D port of dmd: Lexer, Parser, AND CodeGenerator fully operational (page 3) - D Programming Language Discussion Forum

Forums

New users
- Learn
Community
- General
- Announce
Improvements
- DIP Ideas
- DIP Devel.
Ecosystem
- GDC
- LDC
- Debuggers
- IDEs
- DWT
Development
- Internals
- Issues
- Beta
- DMD
- Phobos
- Druntime
- Study
Turkish
- Genel
- Duyuru

Index » Announce » D port of dmd: Lexer, Parser, AND CodeGenerator fully operational (page 3)

March 08, 2012

Re: D port of dmd: Lexer, Parser, AND CodeGenerator fully operational

Posted by Jonathan M Davis
in reply to Zach the Mystic

Jonathan M Davis

Posted in reply to Zach the Mystic

On Thursday, March 08, 2012 03:12:48 Zach the Mystic wrote:
> On Thursday, 8 March 2012 at 01:43:26 UTC, Daniel Murphy wrote:
> > "Zach the Mystic" <reachMINUSTHISzachgmail@dot.com> wrote in
> > message
> > news:afqmbmvuvizvgfooefqj@forum.dlang.org...
> > 
> >> I'll gladly put a license on it if the leaders of the community tell me which one to use ( Artistic, libpng, Boost ).
> >> 
> >> Zach
> > 
> > It will need to be the same license as the frontend
> > (GPL/Artistic).  It
> > should be at the top of each c++ source file.
> 
> It looks like the license is going to have to be GPL because it says so strictly in dmd's readme.txt. Somehow that license scares me, though. The "Free Software Foundation" seems like a very Orwellian institution to me. I hope it doesn't scare users away.

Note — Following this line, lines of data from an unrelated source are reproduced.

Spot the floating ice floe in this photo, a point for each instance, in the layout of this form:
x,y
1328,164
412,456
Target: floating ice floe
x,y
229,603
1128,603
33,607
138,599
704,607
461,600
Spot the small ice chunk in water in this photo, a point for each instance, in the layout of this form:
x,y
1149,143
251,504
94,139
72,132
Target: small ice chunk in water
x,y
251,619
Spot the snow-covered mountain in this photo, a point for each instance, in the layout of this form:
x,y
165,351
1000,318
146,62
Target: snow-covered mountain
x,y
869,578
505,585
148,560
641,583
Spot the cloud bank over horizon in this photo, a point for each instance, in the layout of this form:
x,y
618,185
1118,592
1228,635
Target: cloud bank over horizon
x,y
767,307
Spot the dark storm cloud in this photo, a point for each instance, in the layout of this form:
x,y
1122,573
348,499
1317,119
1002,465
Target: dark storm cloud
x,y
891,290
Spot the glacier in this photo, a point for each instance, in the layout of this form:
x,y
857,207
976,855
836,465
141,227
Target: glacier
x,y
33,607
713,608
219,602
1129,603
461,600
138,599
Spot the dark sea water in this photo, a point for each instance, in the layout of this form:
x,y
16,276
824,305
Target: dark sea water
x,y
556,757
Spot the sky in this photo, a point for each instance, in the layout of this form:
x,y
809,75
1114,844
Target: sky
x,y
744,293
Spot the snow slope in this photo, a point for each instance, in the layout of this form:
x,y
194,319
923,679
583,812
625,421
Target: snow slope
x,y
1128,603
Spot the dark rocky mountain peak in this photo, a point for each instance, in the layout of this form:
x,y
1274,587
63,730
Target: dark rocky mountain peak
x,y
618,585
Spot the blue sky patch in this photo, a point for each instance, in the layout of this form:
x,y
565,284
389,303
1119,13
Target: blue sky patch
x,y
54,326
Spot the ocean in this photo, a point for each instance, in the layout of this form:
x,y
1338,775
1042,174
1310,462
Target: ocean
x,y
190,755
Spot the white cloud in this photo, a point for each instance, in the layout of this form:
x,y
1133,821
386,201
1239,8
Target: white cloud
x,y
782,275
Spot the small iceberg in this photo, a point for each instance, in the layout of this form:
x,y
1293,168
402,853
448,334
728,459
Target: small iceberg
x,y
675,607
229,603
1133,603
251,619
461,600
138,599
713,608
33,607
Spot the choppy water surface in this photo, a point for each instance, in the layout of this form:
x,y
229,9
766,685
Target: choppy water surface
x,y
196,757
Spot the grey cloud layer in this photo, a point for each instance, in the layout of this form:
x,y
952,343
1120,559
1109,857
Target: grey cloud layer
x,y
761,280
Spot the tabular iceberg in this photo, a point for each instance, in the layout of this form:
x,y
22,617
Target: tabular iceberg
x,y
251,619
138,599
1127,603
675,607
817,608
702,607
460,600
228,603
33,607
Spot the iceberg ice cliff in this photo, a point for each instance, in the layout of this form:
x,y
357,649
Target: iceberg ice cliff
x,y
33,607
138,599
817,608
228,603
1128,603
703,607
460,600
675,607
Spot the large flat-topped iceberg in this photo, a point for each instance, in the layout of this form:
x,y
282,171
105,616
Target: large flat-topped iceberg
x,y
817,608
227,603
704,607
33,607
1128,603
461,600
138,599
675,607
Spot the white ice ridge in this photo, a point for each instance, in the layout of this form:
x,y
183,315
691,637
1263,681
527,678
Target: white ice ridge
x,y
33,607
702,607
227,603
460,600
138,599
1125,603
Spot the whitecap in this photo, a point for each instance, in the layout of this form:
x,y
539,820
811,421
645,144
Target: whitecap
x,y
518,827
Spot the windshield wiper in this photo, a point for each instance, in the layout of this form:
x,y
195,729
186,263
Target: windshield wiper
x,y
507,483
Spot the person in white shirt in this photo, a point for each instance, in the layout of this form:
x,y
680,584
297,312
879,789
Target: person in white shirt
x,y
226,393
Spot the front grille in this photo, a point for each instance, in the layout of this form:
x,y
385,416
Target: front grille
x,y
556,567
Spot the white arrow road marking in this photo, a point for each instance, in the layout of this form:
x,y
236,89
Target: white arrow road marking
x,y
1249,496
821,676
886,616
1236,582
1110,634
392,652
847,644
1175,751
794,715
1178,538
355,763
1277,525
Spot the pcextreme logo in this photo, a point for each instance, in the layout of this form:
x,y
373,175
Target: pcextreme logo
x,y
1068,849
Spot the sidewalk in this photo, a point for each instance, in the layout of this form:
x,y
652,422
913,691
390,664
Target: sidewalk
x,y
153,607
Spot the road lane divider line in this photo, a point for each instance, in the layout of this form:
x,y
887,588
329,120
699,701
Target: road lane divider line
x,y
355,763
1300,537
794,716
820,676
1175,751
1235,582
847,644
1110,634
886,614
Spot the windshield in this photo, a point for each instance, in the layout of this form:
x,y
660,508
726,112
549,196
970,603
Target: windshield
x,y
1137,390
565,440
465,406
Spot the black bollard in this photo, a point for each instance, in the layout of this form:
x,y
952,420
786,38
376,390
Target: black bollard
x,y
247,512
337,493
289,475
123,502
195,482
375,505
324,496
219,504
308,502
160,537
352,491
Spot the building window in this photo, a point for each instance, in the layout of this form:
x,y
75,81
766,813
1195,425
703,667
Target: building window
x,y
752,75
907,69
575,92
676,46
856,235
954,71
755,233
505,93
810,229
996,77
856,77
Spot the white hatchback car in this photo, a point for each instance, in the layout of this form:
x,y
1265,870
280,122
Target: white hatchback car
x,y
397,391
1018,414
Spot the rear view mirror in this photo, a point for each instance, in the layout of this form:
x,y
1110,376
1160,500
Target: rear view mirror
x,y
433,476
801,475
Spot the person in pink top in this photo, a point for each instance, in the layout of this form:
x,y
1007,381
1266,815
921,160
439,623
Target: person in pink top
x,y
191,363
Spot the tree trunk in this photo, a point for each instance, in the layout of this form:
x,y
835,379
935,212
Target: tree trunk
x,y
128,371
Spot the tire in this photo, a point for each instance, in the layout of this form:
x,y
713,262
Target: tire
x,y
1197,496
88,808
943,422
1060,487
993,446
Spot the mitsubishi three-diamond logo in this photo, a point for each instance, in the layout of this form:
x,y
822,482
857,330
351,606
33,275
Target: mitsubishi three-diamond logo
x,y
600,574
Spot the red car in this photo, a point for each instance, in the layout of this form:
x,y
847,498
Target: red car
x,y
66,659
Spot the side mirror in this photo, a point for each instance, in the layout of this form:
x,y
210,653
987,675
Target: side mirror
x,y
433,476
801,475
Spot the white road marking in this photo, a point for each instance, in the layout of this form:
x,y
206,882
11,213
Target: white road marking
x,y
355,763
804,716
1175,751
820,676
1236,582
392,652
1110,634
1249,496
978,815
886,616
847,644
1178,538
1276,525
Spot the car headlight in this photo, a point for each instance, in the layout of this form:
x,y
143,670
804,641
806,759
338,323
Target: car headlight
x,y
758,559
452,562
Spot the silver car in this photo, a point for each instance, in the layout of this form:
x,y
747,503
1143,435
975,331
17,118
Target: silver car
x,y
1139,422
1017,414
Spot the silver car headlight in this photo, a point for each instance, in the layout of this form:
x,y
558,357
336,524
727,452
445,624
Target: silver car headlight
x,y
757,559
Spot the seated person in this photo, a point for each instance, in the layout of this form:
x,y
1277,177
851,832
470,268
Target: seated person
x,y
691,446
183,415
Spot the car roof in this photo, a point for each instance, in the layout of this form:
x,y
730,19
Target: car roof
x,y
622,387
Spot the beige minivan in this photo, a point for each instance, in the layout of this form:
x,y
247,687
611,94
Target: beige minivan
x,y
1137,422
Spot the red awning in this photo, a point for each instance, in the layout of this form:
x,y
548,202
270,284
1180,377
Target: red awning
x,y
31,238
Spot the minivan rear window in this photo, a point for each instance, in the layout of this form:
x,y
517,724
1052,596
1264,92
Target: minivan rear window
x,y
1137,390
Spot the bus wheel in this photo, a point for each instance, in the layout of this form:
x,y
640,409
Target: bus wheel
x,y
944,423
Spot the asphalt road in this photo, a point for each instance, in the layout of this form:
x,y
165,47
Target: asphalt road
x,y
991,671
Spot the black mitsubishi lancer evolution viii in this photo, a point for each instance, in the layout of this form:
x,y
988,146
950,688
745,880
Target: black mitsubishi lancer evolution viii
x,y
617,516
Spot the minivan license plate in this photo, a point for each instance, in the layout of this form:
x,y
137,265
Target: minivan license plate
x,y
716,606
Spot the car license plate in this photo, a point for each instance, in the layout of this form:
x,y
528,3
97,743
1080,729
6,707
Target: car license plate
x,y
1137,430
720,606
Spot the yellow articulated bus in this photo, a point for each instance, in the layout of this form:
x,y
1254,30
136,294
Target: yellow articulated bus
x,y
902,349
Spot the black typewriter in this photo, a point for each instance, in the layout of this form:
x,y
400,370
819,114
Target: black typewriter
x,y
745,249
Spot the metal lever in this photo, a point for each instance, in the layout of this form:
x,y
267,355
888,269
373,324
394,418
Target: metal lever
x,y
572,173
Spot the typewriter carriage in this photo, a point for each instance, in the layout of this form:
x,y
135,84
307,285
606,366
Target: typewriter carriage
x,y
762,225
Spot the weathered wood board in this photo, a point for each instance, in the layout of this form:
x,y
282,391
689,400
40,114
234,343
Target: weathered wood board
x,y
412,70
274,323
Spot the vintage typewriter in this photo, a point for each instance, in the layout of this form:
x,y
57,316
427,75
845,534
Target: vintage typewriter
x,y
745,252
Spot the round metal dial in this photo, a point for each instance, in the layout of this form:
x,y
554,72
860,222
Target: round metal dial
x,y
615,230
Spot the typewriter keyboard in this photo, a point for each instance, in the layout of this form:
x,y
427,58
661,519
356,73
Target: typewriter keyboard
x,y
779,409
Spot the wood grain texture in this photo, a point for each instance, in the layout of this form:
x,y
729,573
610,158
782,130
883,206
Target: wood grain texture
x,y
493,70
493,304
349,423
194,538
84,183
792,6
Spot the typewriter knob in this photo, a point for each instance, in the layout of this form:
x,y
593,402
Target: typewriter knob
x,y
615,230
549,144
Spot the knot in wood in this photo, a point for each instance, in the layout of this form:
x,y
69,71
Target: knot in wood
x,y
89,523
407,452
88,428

If you took it from ddmd, then it's definitely going to have to be GPL.

Now, there is interest in having a D parser and lexer in Phobos. I don't know if your version will fit the bill (e.g. it must have a range-based API), but we need one at some point. The original idea was to more or less directly port dmd's lexer and parser with some adjustments to the API as necessary (primarily to make it range-based). But no one has had the time to complete such a project yet (I originally volunteered to do it, but I just haven't had the time).

When that project was proposed, Walter agreed to let that port be Boost rather than GPL (since he holds the copyright and the port would be going in Phobos, which uses boost).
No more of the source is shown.